A melhora ocorreu em 9 dos 13 principais segmentos pesquisados. O Índice de Situação Atual subiu 5,5 pontos – a maior alta desde abril de 2011 (5,6 ptos) – alcançando 74,3 pontos, enquanto o Índice de Expectativas cresceu 1,6 ponto, atingindo 91,5 pontos.

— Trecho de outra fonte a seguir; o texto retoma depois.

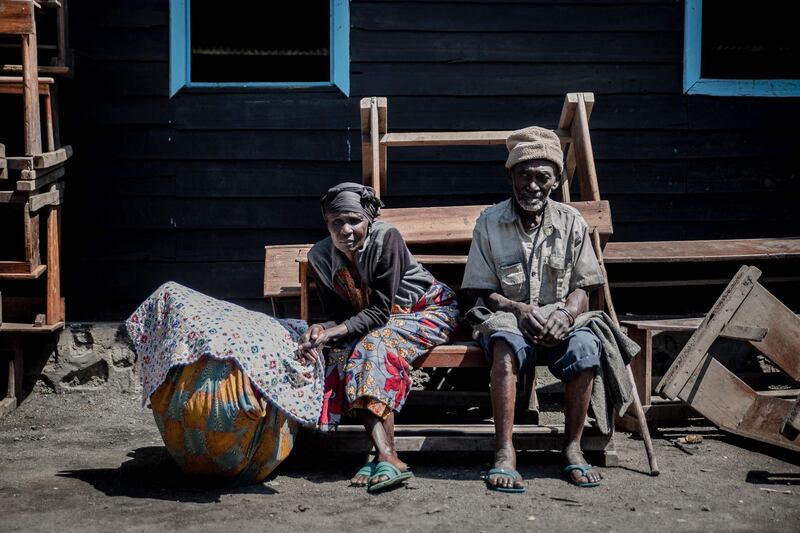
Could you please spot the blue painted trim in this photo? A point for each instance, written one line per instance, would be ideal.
(340, 45)
(180, 69)
(694, 84)
(257, 84)
(692, 39)
(178, 45)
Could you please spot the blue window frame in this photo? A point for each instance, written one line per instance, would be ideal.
(180, 74)
(693, 83)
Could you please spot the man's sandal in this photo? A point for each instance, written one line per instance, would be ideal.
(395, 476)
(368, 470)
(583, 470)
(501, 472)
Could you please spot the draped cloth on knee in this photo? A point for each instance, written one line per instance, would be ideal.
(611, 390)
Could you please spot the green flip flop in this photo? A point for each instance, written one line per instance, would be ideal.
(501, 472)
(583, 469)
(394, 474)
(368, 470)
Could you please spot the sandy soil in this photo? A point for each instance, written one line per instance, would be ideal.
(94, 462)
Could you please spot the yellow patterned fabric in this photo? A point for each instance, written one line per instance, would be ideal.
(215, 425)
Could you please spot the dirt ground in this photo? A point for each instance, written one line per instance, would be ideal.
(95, 462)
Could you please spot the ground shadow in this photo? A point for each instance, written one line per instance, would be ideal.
(762, 477)
(151, 473)
(333, 467)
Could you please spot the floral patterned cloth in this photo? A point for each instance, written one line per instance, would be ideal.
(374, 372)
(176, 326)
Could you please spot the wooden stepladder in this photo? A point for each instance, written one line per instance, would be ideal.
(746, 311)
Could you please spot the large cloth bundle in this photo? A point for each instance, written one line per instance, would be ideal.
(216, 426)
(226, 389)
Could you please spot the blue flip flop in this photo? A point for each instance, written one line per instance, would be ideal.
(368, 470)
(395, 476)
(583, 469)
(501, 472)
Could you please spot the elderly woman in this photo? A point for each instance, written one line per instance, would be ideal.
(386, 312)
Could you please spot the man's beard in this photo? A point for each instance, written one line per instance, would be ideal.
(532, 206)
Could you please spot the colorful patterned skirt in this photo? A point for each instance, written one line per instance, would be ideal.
(215, 425)
(374, 372)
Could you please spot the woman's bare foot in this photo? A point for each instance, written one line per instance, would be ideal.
(572, 455)
(505, 458)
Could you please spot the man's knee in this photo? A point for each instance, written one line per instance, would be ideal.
(581, 353)
(504, 360)
(584, 343)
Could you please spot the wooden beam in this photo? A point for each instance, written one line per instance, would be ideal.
(454, 138)
(584, 154)
(55, 309)
(49, 159)
(30, 96)
(790, 428)
(702, 250)
(53, 197)
(375, 147)
(37, 179)
(18, 327)
(16, 17)
(10, 271)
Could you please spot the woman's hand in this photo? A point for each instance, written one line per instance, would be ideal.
(309, 348)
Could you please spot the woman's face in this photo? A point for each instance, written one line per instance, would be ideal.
(348, 230)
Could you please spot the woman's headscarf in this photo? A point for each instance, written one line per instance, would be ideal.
(351, 197)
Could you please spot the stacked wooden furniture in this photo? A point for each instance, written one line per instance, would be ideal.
(31, 194)
(449, 227)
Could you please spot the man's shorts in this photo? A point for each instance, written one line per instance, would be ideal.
(579, 351)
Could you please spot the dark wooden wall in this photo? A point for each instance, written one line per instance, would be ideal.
(192, 188)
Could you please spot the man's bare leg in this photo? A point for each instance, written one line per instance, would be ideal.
(577, 394)
(504, 392)
(382, 434)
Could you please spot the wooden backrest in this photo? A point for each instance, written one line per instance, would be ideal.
(418, 225)
(16, 17)
(573, 131)
(454, 224)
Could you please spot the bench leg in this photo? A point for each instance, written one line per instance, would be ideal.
(14, 383)
(642, 364)
(531, 415)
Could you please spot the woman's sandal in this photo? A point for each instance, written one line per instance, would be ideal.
(395, 476)
(368, 470)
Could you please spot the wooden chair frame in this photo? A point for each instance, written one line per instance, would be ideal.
(745, 311)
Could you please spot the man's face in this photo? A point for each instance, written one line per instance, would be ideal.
(533, 181)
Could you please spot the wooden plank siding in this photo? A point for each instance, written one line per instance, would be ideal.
(191, 188)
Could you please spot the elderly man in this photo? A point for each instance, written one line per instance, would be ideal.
(532, 261)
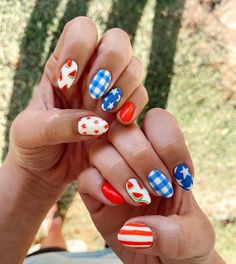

Entre os indicadores que integram o Índice de Situação Atual, a maior contribuição para a alta no mês veio do quesito que mede o grau de satisfação com o volume de demanda atual, que subiu 5,7 pontos em relação ao mês anterior, para 75,4 pontos. No caso do Índice de Expectativas, houve alta de 4,0 pontos do indicador de otimismo com a situação dos negócios nos seis meses seguintes e queda de 0,9 ponto do indicador de expectativas com as vendas nos três meses seguintes.
Emprego
Os resultados favoráveis no início do ano também foram percebidos no quesito que mede as previsões para a evolução do pessoal ocupado. Entre dezembro e fevereiro, a proporção de empresas prevendo reduzir o quadro de pessoal passou de 17,8% para 16,5%, enquanto a das que planejam contratar aumentou de 7,2% para 11,1%.
Apesar da melhora, segundo a FGV, o saldo continua negativo, ou seja, o percentual das empresas prevendo redução do quadro de pessoal ainda supera a das que pretendem contratar. Por outro lado, a melhora sugere atenuação do ritmo de demissões no setor.